Depuis le milieu des années 70, les historiens se penchent sur les nombreuses « identités restreintes » dont l'importance a déjà été signalée par J.M.S. Careless et Ramsay Cook. L'historiographie des régions, du genre (rapports sociaux de sexe), des classes sociales, des villes et des communautés ethniques est toujours florissante. Celle de la nation, quel que soit le sens que les historiens lui donnent maintenant, est largement délaissée. Peu d'oeuvres d'histoire « nationale », politique ou constitutionnelle sont écrites, et un thème comme la « Confédération », sujet privilégié par la profession dans les années 50 et 60, ne réussit pas à soulever l'intérêt d'interprètes historiques importants.
Les résultats sont équivoques et ironiques. Les étudiants de l'histoire du Canada connaissent beaucoup mieux les particularités de leur passé collectif, mais l'absence de toute nouvelle synthèse majeure de ce savoir important signifie que l'engouement des chercheurs pour les « identités restreintes » dans les universités donne, à l'occasion, des « perspectives limitées » aux lecteurs de l'histoire du Canada.

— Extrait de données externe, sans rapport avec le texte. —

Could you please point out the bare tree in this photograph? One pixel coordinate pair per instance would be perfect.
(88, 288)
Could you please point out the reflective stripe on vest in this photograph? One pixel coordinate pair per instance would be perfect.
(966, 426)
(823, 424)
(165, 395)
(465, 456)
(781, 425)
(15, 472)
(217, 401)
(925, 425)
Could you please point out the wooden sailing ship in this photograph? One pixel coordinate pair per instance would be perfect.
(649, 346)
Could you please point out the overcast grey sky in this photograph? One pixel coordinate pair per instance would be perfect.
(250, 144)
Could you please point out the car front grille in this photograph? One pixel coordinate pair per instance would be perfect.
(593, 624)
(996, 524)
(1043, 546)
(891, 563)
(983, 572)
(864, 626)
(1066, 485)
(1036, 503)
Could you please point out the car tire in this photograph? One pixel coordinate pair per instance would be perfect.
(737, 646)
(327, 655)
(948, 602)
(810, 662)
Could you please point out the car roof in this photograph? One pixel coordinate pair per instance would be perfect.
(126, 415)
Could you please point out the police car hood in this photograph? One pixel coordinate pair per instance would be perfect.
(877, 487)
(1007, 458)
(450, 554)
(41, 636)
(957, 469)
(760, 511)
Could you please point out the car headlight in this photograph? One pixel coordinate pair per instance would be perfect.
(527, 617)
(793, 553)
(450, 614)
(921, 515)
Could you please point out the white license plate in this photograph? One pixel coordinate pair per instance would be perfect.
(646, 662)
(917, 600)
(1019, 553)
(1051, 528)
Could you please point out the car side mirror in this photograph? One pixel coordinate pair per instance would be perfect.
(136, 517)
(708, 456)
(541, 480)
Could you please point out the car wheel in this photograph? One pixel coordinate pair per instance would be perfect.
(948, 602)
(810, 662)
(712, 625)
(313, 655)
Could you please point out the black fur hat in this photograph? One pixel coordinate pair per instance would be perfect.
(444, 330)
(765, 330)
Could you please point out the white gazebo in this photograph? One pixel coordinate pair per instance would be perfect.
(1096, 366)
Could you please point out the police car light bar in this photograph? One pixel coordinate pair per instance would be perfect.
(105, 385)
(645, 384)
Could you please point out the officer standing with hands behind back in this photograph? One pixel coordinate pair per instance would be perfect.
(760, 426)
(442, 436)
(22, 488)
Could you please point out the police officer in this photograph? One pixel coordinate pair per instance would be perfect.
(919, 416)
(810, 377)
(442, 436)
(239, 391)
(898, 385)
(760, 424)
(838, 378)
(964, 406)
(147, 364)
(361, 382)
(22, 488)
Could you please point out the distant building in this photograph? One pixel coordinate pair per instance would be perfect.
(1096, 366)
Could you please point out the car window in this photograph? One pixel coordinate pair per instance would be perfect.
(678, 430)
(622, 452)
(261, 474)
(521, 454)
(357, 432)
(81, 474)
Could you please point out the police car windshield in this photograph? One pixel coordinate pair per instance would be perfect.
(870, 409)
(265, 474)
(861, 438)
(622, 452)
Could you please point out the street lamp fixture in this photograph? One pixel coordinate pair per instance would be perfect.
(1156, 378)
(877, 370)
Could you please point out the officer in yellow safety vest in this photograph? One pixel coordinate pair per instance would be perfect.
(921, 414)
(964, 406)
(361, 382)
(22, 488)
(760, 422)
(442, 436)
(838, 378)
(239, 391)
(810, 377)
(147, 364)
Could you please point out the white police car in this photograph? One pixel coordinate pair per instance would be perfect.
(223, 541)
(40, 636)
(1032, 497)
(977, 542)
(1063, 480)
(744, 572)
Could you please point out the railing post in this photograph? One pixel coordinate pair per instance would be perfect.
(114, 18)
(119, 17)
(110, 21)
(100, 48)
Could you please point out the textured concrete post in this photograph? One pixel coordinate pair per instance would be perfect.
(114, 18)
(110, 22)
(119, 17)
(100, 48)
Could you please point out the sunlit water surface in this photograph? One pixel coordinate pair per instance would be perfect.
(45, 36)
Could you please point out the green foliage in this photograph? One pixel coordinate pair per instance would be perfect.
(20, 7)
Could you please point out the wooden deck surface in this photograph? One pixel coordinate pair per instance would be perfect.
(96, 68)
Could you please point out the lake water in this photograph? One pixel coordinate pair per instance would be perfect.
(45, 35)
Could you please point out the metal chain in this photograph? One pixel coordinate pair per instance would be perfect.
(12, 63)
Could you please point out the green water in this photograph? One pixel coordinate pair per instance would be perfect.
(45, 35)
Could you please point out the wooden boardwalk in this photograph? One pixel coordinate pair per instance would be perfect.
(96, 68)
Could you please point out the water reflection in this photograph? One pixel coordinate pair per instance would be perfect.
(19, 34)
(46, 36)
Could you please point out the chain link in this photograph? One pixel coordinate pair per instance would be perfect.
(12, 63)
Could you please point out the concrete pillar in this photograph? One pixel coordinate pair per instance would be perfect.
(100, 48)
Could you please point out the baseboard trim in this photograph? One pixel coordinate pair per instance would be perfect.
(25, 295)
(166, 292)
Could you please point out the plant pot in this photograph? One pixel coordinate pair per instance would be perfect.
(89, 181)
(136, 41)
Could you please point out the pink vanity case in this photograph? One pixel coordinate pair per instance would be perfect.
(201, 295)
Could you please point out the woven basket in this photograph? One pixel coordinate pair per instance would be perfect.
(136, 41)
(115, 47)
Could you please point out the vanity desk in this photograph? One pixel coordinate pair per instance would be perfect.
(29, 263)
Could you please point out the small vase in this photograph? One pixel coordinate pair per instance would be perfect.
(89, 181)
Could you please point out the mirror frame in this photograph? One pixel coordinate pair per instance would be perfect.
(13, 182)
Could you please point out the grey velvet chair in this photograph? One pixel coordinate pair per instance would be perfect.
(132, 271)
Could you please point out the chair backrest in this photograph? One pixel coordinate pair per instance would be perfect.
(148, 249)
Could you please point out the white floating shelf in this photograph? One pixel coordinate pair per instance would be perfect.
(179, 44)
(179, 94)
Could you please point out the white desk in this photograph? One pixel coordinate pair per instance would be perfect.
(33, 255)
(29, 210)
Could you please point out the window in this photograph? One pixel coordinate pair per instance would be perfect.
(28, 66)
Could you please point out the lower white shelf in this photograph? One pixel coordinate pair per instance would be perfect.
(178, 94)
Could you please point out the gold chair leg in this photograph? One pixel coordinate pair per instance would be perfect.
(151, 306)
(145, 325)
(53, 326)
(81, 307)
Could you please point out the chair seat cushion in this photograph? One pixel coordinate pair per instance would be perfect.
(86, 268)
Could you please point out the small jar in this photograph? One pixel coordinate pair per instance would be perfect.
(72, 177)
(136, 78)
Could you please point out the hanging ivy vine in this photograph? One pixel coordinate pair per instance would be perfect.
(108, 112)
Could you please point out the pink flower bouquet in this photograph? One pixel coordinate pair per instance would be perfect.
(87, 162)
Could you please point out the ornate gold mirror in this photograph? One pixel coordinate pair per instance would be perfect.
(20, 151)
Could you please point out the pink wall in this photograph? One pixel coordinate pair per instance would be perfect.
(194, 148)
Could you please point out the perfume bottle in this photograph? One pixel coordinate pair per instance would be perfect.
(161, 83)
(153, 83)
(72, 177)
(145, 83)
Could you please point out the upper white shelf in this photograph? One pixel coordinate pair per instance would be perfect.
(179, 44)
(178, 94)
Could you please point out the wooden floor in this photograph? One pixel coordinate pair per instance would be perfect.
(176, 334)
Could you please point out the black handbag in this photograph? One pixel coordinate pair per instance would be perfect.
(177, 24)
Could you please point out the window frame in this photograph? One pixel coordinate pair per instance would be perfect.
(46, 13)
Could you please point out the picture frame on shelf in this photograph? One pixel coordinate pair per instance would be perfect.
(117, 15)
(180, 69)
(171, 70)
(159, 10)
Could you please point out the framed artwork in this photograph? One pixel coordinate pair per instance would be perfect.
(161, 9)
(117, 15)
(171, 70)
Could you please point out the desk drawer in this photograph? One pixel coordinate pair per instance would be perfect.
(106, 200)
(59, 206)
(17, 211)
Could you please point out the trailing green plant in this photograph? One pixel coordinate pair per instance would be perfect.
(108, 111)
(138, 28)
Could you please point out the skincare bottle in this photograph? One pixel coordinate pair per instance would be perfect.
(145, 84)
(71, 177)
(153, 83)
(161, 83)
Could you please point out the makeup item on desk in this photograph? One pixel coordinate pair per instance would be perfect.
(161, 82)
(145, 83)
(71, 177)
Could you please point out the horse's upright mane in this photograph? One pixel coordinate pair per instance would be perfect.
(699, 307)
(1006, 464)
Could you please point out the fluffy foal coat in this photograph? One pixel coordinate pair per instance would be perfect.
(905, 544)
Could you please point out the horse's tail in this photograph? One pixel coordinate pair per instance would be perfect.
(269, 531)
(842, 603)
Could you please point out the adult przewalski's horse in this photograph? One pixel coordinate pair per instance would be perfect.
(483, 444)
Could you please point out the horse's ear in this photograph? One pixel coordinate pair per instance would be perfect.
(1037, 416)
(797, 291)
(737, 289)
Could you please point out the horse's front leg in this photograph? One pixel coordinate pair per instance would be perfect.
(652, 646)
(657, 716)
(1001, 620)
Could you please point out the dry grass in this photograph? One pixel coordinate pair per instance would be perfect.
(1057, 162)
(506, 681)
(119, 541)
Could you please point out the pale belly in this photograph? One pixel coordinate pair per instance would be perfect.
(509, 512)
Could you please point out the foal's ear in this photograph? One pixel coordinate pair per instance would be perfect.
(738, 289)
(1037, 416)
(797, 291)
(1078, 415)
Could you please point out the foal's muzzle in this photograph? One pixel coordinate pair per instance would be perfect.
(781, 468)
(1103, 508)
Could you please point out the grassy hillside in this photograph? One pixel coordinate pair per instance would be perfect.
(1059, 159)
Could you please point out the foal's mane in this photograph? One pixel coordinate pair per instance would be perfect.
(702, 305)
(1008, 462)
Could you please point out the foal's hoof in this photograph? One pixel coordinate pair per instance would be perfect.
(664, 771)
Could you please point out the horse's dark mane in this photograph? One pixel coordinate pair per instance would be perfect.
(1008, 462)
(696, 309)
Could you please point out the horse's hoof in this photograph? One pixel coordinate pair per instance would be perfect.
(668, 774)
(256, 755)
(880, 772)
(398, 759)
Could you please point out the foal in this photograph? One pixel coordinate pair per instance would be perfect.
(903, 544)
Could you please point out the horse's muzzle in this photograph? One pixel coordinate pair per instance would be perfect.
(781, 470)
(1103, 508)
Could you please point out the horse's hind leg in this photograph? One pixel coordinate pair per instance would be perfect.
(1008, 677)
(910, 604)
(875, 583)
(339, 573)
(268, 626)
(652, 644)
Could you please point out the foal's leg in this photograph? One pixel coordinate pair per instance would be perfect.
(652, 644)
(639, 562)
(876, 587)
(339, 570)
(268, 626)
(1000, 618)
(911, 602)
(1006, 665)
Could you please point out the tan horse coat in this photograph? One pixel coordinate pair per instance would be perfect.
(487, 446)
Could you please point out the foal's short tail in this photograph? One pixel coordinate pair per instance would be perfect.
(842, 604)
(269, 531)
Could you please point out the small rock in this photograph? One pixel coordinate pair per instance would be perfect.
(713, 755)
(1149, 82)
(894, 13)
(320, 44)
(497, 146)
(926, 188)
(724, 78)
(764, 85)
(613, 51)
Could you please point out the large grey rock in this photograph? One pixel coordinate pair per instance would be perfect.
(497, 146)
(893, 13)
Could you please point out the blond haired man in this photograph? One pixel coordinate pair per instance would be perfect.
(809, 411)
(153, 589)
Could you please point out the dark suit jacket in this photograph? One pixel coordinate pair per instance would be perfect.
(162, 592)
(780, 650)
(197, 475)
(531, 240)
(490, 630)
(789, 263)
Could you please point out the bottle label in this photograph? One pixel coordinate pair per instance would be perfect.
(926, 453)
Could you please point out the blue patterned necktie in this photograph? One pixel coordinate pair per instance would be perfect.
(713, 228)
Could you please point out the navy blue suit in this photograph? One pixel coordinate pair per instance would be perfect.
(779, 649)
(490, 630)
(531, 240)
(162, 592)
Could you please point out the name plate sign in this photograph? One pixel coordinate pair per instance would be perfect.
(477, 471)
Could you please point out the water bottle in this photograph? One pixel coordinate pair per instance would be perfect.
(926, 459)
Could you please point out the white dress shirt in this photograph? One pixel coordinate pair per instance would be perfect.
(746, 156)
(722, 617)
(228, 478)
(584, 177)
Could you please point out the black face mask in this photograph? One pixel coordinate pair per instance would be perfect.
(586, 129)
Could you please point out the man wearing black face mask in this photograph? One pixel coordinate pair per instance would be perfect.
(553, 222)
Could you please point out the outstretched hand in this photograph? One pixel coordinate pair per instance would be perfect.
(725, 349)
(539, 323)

À la fin des années 80, des « vulgarisateurs » comme Pierre Berton et Peter C. Newman accusaient les historiens universitaires d'avoir abandonné le grand public pour une quête de l'ésotérique. Les historiens universitaires ont riposté de manière aussi virulente en indiquant aux « vulgarisateurs » que les tentatives de ces derniers de vendre des livres en mettant l'accent sur l'insaisissable identité nationale les avaient menés à des interprétations réductionnistes et stéréotypées du passé du Canada.